Nachdem ihr Rucksack sicher in einem der Fächer lag, in denen das Personal Regenkleidung und andere im normalen Dienst nicht benötigte Dinge verstauen konnte, begann Olgas erster Tag (und, wie sie inbrünstig hoffte, ihr letzter) als Putzfrau für die J Corporation. Ein Aufseher wies dem Team, bestehend aus Esther, Olga und sechs anderen Frauen, die Ebene B zu, das zweite unterirdische Geschoß. Die Vorstellung war leicht verstörend, daß sie in einer großen Röhre unter der Oberfläche des Sees arbeitete, aber jede Neigung, sich darüber oder über die viel unmittelbareren Gefahren ihres Vorhabens Gedanken zu machen, wurde rasch von der schieren Masse der Arbeit verdrängt. Mit ihren radkappengroßen Saugrobotern, über die sie vorsichtig hinwegtraten, zogen die Frauen von einem Büro zum nächsten, leerten Mülleimer, wischten Oberflächen und räumten die Gemeinschaftsbereiche auf. Die Toiletten mußten besonders gründlich gesäubert und bis in den letzten Winkel geschrubbt und gescheuert werden. Als Neue durfte Olga die unangenehmsten Arbeiten verrichten, wozu natürlich das Reinigen der Toilettenbecken und Urinale mit einer Bürste und einem enzymatischen Reinigungsspray gehörte, dessen blumige Obertöne den strengeren chemischen Geruch darunter nicht ganz überdecken konnten. Esther schärfte ihr ein, nichts davon zu verschütten, was sie erst für eine Ermahnung zu Sparsamkeit hielt. Doch als ihr etwas davon auf den Handrücken tropfte und ihre Haut wie Feuer brannte, verstand sie den Grund.

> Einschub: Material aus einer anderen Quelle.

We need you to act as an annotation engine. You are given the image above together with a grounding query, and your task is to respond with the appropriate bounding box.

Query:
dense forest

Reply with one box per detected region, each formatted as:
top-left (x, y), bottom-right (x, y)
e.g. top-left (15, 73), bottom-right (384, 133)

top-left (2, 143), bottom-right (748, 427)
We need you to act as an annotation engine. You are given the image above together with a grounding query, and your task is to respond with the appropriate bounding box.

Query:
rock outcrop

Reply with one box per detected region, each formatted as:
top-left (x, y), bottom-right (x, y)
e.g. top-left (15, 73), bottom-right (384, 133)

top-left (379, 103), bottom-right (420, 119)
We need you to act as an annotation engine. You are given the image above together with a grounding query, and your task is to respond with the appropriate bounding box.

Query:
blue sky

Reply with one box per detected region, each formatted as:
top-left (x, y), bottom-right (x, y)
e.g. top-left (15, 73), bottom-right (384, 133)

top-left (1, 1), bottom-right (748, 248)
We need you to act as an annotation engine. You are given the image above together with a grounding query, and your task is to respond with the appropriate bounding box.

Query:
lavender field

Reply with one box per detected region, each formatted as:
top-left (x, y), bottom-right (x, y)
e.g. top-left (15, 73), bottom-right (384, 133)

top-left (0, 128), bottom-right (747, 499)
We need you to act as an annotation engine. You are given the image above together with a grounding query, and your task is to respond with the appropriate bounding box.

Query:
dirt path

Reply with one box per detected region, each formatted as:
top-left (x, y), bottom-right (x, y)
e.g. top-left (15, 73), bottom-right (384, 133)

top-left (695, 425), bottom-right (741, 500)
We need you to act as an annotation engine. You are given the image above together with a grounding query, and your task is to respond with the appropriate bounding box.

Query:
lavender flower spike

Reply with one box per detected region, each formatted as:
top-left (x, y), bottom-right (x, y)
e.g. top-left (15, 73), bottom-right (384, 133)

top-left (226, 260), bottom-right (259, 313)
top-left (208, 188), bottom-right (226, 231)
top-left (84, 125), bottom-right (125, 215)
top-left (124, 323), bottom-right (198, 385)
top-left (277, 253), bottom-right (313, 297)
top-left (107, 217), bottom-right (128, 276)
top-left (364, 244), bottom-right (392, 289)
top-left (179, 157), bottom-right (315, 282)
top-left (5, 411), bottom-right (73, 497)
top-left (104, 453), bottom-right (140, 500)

Die Ebene B war ausgedehnter als die oberirdischen Turmstockwerke und faßte Hunderte von Büroräumen. Während die Nacht dahinkroch, begleitet von diversen Duftwolken, dem falschen Gesinge von zweien der anderen Frauen und den ständigen Schlotz- und Kaugeräuschen der grauen Saugroboter, ging Olga auf, wie sehr sie sich glücklich preisen konnte, daß ihre Phantasiegeschichte geschwindelt war und sie es in Wirklichkeit gar nicht nötig hatte, mit diesem Job ihren Lebensunterhalt zu verdienen.
Wie halten die andern das bloß aus? fragte sie sich. Dazu ständig von Aufsehern kontrolliert wie von strengen Lehrern, und manche lassen es nicht mal zu, daß man sich anders als flüsternd unterhält. Ich dachte immer, bei so einer Arbeit könnte man wenigstens mit den Kolleginnen schwatzen und scherzen, aber davon kann kaum die Rede sein, seit wir vom Schiff runter sind. Ist das Unternehmen tatsächlich so knickrig, daß diese Frauen nicht einmal ein paar Minuten ihrer bezahlten Arbeitszeit verbummeln dürfen?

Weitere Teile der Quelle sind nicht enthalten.